Politically Correct Schools

No one fails a class anymore…
They are merely “passing impaired.”

You don’t have detention…
You’re just “exit delayed.”

Your bedroom isn’t cluttered…
It’s just “passive restrictive.”

Students aren’t lazy…
They are “energetically declined.”

Your locker isn’t overflowing with junk…
It’s just “closure prohibitive.”

Kids don’t get grounded anymore…
They merely hit “social speed bumps.”

Your homework isn’t missing…
It’s having an “out-of-notebook experience.”

You’re not sleeping in class…
You’re “rationing consciousness.”

You’re not late…
You just have a “rescheduled arrival time.”

You’re not having a “bad hair day”…
You’re suffering from “rebellious follicle syndrome.”

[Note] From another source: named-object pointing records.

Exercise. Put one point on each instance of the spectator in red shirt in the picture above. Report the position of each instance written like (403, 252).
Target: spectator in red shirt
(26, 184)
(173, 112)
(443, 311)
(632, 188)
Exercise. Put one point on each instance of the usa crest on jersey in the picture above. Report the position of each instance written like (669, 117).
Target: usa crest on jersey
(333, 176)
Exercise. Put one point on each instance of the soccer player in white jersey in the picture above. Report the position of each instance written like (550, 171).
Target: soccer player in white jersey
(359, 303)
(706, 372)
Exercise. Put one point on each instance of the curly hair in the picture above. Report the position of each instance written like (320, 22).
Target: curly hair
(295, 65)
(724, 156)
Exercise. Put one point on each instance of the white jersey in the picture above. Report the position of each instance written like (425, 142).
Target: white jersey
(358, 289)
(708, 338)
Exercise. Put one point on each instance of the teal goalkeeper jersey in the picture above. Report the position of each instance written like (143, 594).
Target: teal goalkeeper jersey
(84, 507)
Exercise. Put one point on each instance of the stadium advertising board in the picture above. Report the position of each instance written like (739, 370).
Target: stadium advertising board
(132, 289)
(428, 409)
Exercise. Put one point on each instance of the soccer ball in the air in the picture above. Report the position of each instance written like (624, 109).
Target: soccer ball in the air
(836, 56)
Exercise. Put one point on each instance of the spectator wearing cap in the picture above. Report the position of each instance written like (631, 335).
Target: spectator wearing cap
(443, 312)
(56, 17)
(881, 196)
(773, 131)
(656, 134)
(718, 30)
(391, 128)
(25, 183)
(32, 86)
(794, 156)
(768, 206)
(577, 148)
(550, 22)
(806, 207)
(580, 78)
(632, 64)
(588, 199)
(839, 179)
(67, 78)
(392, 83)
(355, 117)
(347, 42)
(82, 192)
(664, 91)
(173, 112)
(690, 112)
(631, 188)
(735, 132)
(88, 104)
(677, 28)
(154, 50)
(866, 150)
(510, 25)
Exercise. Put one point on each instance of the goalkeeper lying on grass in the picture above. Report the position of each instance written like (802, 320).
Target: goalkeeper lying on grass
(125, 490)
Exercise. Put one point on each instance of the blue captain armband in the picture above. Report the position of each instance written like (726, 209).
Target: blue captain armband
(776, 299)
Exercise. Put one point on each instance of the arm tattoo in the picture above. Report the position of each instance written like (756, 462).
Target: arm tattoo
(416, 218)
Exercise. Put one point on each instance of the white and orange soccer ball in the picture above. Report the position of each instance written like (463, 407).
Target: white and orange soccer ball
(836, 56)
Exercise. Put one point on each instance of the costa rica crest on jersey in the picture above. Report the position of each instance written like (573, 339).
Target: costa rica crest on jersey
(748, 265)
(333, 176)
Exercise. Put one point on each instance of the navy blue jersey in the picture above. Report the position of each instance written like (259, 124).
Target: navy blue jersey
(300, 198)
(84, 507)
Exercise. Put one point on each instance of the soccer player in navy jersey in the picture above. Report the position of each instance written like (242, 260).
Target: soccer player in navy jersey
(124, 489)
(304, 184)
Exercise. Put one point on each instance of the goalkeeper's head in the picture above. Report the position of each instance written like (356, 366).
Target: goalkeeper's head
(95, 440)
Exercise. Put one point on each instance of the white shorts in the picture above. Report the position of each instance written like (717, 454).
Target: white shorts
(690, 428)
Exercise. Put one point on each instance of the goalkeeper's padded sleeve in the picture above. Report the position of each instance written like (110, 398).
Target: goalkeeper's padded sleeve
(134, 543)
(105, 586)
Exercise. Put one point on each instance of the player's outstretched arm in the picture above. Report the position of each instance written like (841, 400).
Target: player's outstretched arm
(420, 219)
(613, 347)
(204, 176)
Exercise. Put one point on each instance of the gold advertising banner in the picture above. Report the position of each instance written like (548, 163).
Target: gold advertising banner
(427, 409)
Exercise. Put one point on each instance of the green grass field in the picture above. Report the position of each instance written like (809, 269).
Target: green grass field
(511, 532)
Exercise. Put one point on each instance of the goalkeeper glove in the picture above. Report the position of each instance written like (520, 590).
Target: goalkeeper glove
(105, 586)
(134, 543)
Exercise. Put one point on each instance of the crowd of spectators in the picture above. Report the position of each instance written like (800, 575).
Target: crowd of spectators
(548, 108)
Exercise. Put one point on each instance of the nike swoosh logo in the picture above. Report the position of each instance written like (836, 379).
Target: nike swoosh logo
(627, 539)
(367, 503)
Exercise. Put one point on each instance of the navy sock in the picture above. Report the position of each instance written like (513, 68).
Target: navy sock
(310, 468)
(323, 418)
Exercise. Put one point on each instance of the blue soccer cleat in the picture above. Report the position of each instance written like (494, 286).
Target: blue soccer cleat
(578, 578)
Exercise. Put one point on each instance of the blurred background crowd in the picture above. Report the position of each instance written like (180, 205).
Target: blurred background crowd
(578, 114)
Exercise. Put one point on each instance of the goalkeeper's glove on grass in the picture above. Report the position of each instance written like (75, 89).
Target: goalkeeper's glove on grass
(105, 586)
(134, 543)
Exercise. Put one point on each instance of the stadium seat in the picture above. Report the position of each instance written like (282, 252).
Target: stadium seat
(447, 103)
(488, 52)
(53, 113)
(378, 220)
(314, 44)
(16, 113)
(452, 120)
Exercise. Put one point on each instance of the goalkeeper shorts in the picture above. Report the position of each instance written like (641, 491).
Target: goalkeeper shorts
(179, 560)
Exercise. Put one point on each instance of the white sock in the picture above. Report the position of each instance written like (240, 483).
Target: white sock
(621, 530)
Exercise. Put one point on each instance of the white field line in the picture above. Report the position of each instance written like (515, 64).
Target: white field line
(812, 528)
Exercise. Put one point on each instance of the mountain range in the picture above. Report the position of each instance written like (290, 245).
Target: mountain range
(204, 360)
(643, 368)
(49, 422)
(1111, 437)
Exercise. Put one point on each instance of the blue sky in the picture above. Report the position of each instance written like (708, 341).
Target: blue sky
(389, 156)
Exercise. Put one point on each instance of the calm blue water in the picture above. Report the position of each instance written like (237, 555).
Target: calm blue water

You don’t have smelly gym socks…
You have “odor-retentive athletic footwear.”

You’re not shy…
You’re “conversationally selective.”

You don’t talk a lot…
You’re “abundantly verbal.”

It’s not called “gossip” anymore…
It’s “the speedy transmission of near-factual information.”

The food at the school cafeteria isn’t awful…
It’s “digestively challenged.”

You’re not being sent to the principal’s office…
You’re “going on a mandatory field trip to the administrative building.”.